For the next five years, young Borg stuck with a rigorous after-school schedule of commuting to Stockholm and training at the Salk Club. His parents supported their son's pursuit, even though his devotion to tennis was taking a toll on his schoolwork. Instead of studying for his classes, he was improving his shots.
In his first two years of playing, Borg held the racquet with both hands—even when he hit forehand shots—simply because the racquet was too heavy. As he continued playing, he grew stronger, and he also discovered that it was easier to hit the ball with topspin if he adopted a one-handed forehand. Yet he would keep the two-handed backhand for his entire tennis career, and this grip would become his signature style.
Borg won his first tournament at age 11, beating Lars Goran Nyman in the Sormland County championships. Over the next four years, he swept every junior championship in his age division. At 14, Borg was selected to represent Sweden in his first international tournament, a junior championship in Berlin, Germany. The same year, he gave up ice hockey and committed himself completely to tennis.

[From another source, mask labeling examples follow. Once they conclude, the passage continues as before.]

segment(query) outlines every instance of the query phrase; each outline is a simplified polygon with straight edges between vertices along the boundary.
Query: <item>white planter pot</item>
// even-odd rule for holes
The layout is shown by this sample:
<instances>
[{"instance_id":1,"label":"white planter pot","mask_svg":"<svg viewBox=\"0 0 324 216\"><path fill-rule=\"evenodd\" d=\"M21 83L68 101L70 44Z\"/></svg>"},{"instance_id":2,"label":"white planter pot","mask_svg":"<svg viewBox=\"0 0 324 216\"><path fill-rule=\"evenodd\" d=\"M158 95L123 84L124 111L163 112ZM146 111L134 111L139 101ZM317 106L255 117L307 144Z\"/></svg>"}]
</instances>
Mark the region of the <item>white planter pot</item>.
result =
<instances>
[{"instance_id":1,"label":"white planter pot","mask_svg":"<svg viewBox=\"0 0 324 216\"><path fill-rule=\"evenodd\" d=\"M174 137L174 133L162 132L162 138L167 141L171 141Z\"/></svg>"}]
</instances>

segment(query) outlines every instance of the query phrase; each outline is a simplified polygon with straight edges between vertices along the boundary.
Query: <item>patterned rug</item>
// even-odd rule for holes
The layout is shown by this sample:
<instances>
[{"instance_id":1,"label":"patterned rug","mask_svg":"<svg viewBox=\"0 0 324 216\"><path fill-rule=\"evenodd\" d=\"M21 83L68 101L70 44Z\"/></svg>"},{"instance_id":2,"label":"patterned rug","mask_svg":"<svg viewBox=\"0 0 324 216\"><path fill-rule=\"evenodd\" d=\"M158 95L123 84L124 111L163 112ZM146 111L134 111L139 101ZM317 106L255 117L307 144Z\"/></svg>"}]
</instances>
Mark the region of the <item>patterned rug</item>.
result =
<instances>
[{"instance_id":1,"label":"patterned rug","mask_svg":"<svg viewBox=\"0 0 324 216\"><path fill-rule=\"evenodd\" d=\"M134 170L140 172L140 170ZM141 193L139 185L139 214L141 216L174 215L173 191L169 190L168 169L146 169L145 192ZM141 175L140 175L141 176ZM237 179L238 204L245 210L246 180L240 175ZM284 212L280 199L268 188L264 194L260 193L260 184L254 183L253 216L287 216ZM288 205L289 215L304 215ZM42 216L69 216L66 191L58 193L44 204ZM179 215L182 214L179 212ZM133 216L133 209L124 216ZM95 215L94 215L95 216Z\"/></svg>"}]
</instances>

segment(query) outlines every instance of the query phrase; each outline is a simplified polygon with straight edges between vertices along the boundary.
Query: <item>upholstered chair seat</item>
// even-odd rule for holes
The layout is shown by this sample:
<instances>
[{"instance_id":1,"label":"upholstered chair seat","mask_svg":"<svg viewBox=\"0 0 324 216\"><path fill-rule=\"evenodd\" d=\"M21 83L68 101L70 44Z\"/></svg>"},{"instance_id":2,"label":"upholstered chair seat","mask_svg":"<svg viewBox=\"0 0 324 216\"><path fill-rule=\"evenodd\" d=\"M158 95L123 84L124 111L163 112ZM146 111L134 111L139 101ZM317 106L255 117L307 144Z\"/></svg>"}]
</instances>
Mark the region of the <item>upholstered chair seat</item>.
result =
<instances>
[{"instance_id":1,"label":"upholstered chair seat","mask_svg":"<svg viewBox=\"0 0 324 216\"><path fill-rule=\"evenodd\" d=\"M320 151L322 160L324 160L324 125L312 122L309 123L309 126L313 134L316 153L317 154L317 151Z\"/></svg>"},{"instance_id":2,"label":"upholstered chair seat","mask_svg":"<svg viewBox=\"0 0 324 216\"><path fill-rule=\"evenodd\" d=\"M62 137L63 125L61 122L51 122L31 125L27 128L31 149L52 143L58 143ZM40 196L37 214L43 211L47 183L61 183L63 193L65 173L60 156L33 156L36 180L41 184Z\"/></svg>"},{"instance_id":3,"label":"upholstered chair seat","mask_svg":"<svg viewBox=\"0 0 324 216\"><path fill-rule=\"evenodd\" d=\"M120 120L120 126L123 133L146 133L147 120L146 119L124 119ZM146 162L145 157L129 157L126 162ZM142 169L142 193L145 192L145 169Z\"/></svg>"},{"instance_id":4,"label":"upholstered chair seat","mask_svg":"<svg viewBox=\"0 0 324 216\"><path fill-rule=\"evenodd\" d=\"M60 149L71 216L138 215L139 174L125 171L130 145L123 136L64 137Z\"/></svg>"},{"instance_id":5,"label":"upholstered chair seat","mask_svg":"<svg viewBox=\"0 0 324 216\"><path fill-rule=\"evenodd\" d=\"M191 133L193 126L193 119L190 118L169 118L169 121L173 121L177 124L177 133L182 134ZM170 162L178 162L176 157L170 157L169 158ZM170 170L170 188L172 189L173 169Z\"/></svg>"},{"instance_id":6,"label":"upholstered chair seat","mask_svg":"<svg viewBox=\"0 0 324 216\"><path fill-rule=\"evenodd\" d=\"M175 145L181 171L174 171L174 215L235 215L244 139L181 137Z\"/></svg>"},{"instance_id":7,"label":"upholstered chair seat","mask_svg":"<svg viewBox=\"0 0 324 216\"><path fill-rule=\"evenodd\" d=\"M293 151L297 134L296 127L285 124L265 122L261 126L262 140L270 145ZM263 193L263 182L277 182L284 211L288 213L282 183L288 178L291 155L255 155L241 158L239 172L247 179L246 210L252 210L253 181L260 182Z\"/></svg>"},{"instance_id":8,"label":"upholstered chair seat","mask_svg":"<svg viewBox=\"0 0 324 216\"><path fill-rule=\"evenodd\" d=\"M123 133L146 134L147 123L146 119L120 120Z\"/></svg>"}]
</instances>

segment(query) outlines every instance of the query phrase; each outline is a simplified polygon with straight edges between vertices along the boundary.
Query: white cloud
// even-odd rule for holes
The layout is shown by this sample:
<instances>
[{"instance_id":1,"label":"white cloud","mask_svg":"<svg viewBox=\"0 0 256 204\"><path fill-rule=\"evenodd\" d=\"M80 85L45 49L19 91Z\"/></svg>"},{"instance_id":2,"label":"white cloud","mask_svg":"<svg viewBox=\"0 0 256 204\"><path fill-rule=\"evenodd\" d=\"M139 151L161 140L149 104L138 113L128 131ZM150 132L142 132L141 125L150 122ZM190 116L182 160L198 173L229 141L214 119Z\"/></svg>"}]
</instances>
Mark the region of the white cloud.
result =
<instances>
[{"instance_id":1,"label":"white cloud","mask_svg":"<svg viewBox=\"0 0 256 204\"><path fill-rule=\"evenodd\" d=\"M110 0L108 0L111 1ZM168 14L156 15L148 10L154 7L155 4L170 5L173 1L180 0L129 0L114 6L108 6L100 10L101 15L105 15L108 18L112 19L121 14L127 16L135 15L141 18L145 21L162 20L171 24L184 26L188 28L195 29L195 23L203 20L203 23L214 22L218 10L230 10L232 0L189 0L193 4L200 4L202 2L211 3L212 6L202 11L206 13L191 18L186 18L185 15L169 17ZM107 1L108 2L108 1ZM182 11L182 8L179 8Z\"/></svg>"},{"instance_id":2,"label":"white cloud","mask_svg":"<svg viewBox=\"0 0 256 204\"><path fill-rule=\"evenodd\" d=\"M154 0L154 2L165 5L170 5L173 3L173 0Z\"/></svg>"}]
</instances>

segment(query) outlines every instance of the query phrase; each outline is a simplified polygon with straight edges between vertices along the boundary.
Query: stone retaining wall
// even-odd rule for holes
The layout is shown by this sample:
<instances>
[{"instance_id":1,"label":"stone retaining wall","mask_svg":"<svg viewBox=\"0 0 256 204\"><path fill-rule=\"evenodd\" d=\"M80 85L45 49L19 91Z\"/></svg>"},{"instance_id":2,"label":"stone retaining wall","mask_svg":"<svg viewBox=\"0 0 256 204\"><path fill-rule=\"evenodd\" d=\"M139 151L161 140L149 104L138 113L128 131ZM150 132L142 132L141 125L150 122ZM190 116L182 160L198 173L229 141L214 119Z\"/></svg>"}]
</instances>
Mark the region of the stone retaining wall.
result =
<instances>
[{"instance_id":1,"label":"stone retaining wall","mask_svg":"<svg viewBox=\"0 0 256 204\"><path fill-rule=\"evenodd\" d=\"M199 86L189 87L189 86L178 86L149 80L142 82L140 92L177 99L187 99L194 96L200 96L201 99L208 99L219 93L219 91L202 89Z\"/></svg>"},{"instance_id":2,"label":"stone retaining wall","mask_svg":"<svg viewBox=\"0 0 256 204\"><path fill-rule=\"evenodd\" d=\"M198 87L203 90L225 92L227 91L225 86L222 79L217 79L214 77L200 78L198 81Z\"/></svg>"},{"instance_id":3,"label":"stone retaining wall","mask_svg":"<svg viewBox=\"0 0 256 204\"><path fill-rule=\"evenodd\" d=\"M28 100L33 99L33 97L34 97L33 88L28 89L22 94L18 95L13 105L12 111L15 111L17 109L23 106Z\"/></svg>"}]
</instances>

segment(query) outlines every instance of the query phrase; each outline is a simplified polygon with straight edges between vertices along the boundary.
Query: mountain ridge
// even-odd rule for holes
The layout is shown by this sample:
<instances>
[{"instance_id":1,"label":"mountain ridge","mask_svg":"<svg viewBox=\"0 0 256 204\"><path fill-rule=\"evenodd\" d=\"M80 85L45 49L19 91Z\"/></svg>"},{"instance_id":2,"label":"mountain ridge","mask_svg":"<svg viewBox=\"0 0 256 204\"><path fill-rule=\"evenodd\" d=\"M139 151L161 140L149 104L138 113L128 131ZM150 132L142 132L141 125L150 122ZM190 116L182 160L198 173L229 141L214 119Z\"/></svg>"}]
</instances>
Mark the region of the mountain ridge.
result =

In March 1972, when Borg was 15, he took a leave from school to compete in the Madrid Grand Prix. The tournament was a turning point for Borg, who upset Jan Erik Lundquist, a Swedish tennis legend nearing the end of his career. The win qualified Borg for the Davis Cup team, which faced New Zealand in May. On the courts in the seaside resort town of Bastaad, Borg became the youngest player ever to win a Davis Cup match, triumphing over New Zealand's top player, Onny Parun. Although he was down in the first two sets, Borg took his captain's advice to switch to a lighter racquet mid-match. The result was a triumphant upset, 4-6, 3-6, 6-3, 6-4, 6-4.
It was at the Davis Cup games that Borg gained his reputation for remaining cool under pressure—so cool and reserved that he would earn the nickname "Ice Man." While most players argued with referees when they received bad calls, Borg let the calls pass and concentrated instead on the next point. The Swedish press declared that he had is i magen, "ice in the stomach." As Borg's career progressed, the press alternately chided him for what seemed like his stony lack of emotion, and praised him for his good sportsmanship. Yet this stoic athlete commanded respect, and he would receive it in excess from both the press and his fans.